Russell on Kant - a critique

In "Principles of Mathematics" Russell repeatedly critiques Kant's theory of a priori intuitions as a foundational principle for mathematics [eg p.5, p.158 of The Norton Library version] . As far as I can make out, Russell's basic argument contains these premises:
  • Kant thought a priori intuitions were the foundation of mathematical belief [my own term].
  • Kant's idea of belief was equivalent to Russell's idea of mathematical truth.
  • Non-Euclidean geometry was discovered (after Kant) and proved that Euclidean propositions could not be considered true, as they have alternatives.
  • THEREFORE: the foundation of mathematics cannot be a priori intuitions.
I think this is terrible sloppy as well as slippery reasoning. So here are some critiques:
  1. Russell seems (at least briefly) to confuse mathematical truth with general truth. While mutually exclusive propositions from Euclidean and non-Euclidean geometry do show the impossibility of such propositions having a general truth, there is no requirement that both propositions be believed simultaneously in the middle of a mathematical proof.

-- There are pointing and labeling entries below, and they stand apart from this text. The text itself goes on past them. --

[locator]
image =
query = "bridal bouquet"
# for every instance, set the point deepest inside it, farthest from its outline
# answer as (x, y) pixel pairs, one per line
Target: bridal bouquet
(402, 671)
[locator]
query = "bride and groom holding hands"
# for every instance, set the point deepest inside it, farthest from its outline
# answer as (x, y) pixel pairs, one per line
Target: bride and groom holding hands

  2. Russell seems, almost disingenuously, to be ignoring the viability of alternative a priori intuitions. I see no reason why an intuition of parellelism (in Euclid) cannot be replaced by an alternative intuition of -say- null parallelism (in spherical geometry). We can have either intuitions, as long as we do not try to hold both intuitions in mind simultaneously.
  3. Ultimately, everything Russell concludes is based on the fallacy that intuitions must be equivalent to general truth. By connecting these two things, insisting that they go together, and refuting 'truth', he pretends to refute 'intuitions'.  This is called a straw man argument. 
I suspect that Kant considered a priori intuitions as relevant to a particular type of mathematical reasoning and did not confuse that with what was generally true in the universe. I suspect Russell was not confused either, except temporarily when he was trying to justify the claim that all mathematics followed from logic, without need for intuitions.